Lidia no abandonó la mano de Luis, que escuchaba con atención la dirección por donde debía circular. Pronto se adentraron en lo que antes fuera una carretera, ahora una avenida de cuatro carriles. El coche avanzaba sin descanso, al abandonar una empinada cuesta, apareció una casa en cuyo jardín giraba un molino de extracción de agua. Le recordó mucho a una antigua casa de su juventud donde él y Mari Carmen se amaron y vieron por última vez. Lidia en ese momento le pidió girar a la derecha, introducirse por una calle con edificios de varias alturas a cada lado. Lidia miró a Luis y le dijo.

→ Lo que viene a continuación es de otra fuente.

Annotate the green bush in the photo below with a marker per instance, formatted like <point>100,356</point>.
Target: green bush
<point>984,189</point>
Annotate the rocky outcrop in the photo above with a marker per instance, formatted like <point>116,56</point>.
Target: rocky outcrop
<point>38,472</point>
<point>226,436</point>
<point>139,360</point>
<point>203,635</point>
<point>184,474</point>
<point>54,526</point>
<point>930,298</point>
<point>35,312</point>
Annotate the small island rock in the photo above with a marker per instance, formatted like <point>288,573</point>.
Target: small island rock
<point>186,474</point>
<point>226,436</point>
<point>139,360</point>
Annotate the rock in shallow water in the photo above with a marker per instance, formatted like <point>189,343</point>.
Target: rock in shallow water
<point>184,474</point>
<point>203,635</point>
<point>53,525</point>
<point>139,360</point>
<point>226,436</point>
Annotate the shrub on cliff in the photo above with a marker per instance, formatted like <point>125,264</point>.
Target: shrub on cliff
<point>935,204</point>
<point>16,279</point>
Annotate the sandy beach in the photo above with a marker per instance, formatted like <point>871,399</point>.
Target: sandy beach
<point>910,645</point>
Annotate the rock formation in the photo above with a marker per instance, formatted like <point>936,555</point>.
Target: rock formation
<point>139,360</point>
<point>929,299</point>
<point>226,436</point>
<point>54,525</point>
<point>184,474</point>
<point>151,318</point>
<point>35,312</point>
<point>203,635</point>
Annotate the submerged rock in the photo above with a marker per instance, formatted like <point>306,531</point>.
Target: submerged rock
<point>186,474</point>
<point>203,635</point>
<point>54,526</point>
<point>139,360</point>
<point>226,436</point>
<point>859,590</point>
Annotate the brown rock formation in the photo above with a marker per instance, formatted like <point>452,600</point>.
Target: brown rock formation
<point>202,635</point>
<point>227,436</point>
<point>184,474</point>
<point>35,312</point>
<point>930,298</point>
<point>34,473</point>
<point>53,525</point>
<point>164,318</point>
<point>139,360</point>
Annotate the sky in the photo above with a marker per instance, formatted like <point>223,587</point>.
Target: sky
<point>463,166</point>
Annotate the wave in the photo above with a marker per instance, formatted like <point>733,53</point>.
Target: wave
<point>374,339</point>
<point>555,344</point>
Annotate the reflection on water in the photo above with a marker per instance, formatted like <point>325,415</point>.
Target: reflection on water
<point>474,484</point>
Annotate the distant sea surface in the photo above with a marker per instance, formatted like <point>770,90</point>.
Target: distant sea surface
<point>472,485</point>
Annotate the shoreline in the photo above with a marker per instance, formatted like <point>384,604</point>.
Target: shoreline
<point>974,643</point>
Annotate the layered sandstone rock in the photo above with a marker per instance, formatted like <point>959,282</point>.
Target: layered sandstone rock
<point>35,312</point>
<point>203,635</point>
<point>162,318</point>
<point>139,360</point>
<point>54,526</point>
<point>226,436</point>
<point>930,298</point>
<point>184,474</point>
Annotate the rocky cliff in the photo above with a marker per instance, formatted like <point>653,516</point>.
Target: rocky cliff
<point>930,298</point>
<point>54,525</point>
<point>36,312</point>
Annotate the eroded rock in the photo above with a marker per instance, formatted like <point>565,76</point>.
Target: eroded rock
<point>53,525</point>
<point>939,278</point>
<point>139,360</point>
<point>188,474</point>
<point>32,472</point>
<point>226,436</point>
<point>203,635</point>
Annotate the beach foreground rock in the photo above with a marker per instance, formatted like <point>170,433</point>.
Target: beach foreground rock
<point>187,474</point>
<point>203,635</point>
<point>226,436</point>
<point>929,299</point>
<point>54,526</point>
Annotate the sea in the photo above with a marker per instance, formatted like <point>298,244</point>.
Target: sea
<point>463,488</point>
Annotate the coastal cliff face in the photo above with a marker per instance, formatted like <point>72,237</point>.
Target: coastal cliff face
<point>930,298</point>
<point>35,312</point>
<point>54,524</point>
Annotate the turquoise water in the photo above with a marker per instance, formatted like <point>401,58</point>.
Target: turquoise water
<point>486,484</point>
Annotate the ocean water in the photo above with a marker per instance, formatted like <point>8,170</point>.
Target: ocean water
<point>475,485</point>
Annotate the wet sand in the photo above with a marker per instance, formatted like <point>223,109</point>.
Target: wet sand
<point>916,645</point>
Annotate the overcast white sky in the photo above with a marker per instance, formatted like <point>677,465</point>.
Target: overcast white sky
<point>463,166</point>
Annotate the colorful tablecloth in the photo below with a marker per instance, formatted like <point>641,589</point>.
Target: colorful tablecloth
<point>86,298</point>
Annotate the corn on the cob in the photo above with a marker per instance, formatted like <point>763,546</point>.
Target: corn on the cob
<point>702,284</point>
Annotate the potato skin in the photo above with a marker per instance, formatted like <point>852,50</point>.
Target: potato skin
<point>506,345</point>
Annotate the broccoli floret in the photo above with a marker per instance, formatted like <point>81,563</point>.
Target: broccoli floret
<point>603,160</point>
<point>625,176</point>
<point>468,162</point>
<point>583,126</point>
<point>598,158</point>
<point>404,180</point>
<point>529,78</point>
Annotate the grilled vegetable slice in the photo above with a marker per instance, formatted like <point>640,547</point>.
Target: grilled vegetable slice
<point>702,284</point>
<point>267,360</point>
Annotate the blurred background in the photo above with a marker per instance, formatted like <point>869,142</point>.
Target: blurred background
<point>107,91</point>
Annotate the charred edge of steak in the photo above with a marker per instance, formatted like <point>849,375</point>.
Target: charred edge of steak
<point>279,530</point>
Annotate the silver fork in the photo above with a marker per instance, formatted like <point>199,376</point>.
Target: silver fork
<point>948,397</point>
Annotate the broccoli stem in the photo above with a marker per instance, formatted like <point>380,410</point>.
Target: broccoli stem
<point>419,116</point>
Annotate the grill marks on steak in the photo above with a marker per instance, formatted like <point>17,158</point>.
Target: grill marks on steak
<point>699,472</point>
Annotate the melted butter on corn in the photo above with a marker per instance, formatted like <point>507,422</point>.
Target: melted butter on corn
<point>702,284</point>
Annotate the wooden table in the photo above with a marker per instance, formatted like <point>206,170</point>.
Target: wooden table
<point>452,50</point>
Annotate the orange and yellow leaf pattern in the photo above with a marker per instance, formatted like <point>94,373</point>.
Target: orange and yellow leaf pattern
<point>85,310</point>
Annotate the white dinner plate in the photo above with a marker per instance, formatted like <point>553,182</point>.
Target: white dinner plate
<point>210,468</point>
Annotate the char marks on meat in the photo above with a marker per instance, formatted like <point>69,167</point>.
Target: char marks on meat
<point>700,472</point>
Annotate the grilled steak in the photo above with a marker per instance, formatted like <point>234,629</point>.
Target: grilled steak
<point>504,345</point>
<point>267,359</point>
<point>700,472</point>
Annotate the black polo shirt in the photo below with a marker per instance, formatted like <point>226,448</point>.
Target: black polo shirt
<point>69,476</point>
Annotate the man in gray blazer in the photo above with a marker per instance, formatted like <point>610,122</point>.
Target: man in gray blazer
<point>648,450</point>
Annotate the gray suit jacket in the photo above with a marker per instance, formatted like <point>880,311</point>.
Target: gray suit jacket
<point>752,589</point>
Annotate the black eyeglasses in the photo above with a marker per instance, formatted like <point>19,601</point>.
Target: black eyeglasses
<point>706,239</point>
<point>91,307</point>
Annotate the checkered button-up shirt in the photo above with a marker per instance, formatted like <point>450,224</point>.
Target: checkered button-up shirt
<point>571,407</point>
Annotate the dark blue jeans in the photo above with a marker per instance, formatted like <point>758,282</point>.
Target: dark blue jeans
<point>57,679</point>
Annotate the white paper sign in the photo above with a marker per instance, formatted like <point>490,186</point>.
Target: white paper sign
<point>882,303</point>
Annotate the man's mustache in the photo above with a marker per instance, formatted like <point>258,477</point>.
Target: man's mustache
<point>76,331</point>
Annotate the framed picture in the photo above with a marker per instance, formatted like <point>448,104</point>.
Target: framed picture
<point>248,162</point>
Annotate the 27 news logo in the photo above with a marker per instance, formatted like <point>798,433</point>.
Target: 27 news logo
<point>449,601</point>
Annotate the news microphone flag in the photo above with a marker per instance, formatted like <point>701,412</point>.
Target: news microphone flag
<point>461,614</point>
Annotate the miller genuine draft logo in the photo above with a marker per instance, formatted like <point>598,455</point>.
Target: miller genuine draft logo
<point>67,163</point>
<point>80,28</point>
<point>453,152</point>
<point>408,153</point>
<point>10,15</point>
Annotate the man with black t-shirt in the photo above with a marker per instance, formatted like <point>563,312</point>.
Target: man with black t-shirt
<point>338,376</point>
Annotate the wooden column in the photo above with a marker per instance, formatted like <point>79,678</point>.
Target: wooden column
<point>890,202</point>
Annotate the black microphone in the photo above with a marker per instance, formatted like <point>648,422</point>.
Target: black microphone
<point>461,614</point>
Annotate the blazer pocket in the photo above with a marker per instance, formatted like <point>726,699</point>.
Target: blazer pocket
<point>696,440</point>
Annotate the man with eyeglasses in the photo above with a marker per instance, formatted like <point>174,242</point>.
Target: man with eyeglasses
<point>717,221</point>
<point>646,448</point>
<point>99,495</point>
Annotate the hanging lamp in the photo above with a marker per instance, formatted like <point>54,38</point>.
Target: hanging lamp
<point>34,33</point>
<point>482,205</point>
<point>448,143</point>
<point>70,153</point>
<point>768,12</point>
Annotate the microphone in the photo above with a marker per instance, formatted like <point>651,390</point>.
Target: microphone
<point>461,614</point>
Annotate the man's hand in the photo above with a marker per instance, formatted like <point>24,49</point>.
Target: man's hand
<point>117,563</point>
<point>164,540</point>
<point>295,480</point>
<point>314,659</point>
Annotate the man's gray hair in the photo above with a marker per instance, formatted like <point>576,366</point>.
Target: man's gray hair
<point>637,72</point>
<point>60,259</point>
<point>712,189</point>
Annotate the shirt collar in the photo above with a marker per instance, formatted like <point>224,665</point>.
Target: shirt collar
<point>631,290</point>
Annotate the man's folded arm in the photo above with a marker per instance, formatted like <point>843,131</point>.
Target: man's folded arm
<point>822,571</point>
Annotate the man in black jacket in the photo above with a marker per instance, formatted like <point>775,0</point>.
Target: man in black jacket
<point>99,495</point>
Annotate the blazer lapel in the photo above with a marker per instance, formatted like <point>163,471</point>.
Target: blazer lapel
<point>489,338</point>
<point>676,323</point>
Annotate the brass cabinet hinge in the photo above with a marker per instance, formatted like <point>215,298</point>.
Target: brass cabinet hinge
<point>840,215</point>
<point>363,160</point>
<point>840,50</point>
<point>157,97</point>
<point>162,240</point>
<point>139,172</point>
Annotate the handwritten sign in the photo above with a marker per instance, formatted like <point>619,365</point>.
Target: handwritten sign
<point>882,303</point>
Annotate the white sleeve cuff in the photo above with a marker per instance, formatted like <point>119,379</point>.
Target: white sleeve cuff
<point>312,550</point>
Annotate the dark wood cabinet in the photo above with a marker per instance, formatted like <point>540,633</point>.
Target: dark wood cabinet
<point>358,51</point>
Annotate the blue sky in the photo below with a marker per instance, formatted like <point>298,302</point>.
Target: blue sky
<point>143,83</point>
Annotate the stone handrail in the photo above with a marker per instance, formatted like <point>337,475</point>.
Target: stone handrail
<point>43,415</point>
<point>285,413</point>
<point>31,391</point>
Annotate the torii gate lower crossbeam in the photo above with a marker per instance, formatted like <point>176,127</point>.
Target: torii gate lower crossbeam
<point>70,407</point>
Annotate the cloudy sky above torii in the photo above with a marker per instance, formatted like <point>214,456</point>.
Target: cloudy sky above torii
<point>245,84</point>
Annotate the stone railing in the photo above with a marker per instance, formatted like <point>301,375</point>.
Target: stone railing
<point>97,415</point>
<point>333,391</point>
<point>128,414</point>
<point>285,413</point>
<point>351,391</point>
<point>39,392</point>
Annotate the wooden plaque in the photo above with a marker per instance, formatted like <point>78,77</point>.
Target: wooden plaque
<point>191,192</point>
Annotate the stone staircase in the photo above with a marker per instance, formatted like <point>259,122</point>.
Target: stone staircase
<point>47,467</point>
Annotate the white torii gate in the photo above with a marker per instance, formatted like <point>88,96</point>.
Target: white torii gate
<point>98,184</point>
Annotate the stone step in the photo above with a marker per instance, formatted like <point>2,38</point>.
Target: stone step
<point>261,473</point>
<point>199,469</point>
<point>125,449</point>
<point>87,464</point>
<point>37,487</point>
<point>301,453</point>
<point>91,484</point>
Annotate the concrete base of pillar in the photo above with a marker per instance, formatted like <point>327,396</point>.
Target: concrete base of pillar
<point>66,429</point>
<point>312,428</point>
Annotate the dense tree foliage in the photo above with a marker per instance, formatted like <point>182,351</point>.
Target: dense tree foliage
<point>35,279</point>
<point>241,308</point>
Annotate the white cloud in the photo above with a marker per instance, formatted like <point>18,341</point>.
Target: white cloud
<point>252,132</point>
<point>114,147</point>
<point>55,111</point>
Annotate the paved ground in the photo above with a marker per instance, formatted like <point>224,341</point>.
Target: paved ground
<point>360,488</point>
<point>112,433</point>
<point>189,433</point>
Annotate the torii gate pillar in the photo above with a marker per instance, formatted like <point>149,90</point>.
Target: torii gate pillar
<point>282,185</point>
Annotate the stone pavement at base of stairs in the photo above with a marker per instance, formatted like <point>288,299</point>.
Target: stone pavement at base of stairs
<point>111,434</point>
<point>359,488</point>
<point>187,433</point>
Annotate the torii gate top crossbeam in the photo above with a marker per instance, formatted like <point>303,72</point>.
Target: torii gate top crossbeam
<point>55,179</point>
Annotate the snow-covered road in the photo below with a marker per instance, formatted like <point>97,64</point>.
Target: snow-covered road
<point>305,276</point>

—Para, ya hemos llegado, es esa, la baja y blanca. Quería volver a verla, en donde pasé mi juventud, donde conocí a mi único amor.
Luis se asustó. La miró y comenzó a temblar.
—Lidia, ¿No estarás equivocada? En esa casa vivió Mari Carmen, de quien te hablé.
—No, Luis, no estoy equivocada.
—No lo entiendo. Tal vez la ocupaste cuando ella y sus padres se marcharon.
—No voy a responder. Antes quiero pedirte perdón.
—¿Por qué?
—Te he mentido.
—¿En qué? ¿No me quieres? ¿Todo esto es una broma pesada de mis amigos?
—Te mentí en mi nombre.
—Lo sabía, mis amigos te contrataron para tomarme el pelo.
—No cariño, no me han contratado para nada tus amigos, ni siquiera los conozco. Te mentí. Cuando llegué a la ciudad me encontraba sola, incluí mi perfil en la misma agencia que tú, por eso contacté contigo, puse mi nombre y apellidos distintos para no ser reconocida. En realidad, no me llamo Lidia, soy Mari Carmen, tu Mari Carmen.
—¿Pero?
—Te reconocí enseguida, por lo que veo tu a mi no. No me importó, quise volver a enamorarme, volver a quererte como entonces.
—Treinta y seis años para encontrar a mi Mari Carmen.
—Treinta y seis años para encontrar a mi Luis.
—Cariño, a partir de hoy dejemos de dar de comer al monstruo de la tristeza.